Background: Acute Promyelocytic Leukemia (APL) is a subtype of acute leukemia which can affect people of any age. It strikes about 1,500 patients in the United States each year. Recent in vitro and in vivo studies have shown that arsenic trioxide (ATO) can induce clinical remission in de-novo and APL patients that have relapsed from conventional treatment. Ascorbic acid (AA) is an anti-oxidant and free radical scavenger effective against peroxyl- and hydroxyl-radicals, superoxide, singlet oxygen and peroxynitrite. Although research has shown that AA can prevent cancer by deactivating free radicals before they can damage DNA and initiate tumor growth, there are also published reports indicating that it may act as a pro-oxidant that helps the body's own free radical defense mechanism destroy tumors in their early stages.
Aim: The aim of this research was to study the modulatory effect of AA on ATO-induced oxidative stress in leukemia cells.
Methods: In the present investigation, we performed the MTT assay and trypan blue exclusion test for cell viability. We also performed the thiobarbituric acid test to determine the levels of malondialdehyde (MDA) production in HL-60 cells co-exposed to ascorbic acid (AA) and ATO.

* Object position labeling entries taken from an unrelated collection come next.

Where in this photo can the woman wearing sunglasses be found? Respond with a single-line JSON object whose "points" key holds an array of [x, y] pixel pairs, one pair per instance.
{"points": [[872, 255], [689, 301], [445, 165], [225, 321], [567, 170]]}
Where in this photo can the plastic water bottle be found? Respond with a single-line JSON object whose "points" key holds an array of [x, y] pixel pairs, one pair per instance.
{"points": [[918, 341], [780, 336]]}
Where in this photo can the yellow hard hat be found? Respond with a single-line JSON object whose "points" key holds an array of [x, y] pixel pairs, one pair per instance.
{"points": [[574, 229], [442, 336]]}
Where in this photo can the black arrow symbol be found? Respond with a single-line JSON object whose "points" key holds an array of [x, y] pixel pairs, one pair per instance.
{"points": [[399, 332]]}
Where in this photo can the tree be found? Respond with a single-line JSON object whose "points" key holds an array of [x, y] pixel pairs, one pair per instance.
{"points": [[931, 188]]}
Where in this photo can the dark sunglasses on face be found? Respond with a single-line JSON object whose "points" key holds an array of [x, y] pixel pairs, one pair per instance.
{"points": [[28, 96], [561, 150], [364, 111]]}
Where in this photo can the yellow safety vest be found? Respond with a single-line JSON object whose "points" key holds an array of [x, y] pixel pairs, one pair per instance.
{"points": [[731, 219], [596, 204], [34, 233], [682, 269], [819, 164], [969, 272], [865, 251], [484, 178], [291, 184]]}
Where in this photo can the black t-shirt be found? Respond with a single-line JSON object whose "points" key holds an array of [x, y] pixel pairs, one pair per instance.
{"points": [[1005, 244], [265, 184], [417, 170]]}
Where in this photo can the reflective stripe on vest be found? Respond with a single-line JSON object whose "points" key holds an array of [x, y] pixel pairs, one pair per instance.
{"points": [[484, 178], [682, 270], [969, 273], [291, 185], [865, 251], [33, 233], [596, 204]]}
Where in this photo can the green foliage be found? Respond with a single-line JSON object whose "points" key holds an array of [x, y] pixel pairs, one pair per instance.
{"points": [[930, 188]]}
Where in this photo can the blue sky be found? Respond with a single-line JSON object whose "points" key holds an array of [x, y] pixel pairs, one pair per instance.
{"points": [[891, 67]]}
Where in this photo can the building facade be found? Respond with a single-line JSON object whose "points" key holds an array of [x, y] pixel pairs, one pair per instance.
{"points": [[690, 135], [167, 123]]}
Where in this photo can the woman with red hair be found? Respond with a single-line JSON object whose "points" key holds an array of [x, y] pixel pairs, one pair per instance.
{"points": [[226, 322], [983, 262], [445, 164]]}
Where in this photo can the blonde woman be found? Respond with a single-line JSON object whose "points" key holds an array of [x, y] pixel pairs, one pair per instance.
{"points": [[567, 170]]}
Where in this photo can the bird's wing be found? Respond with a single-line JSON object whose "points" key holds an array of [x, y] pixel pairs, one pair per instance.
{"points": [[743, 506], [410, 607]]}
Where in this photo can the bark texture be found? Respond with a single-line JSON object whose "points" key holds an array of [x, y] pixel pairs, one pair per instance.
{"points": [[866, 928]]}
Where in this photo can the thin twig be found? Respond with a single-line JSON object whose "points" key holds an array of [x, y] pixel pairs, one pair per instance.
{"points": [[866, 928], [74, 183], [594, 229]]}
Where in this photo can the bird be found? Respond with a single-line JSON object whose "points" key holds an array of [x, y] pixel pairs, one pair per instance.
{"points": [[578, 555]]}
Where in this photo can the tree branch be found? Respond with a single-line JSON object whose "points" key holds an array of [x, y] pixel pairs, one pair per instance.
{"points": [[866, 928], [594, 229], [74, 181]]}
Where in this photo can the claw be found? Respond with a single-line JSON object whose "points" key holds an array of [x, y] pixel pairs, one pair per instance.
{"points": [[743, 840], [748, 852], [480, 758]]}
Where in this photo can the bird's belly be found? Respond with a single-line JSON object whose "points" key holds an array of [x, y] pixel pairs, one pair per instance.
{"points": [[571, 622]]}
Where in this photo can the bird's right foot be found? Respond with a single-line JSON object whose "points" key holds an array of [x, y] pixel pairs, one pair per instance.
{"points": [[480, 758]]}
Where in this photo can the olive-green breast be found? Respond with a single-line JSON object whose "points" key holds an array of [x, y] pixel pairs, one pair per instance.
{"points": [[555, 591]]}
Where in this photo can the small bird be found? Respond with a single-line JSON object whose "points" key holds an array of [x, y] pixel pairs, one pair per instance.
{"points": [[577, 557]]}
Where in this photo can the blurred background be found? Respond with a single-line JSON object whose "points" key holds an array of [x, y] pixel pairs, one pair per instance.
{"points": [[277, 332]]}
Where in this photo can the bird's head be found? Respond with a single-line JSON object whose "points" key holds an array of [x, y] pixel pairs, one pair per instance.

Results: The results of MTT assay indicated that AA exposure potentiates the cytotoxicity of ATO in HL-60 cells, as evidenced by a gradual increase in MDA levels with increasing doses of AA. From these results, we concluded that the addition of the ascorbic acid to ATO-treated HL-60 cells enhances the formation of reactive oxygen species (ROS).
Conclusions: Based on these direct in vitro findings, our study provides evidence that AA may extend the therapeutic spectrum of ATO, and improve the clinical outcome associated with ATO monotherapy in vivo.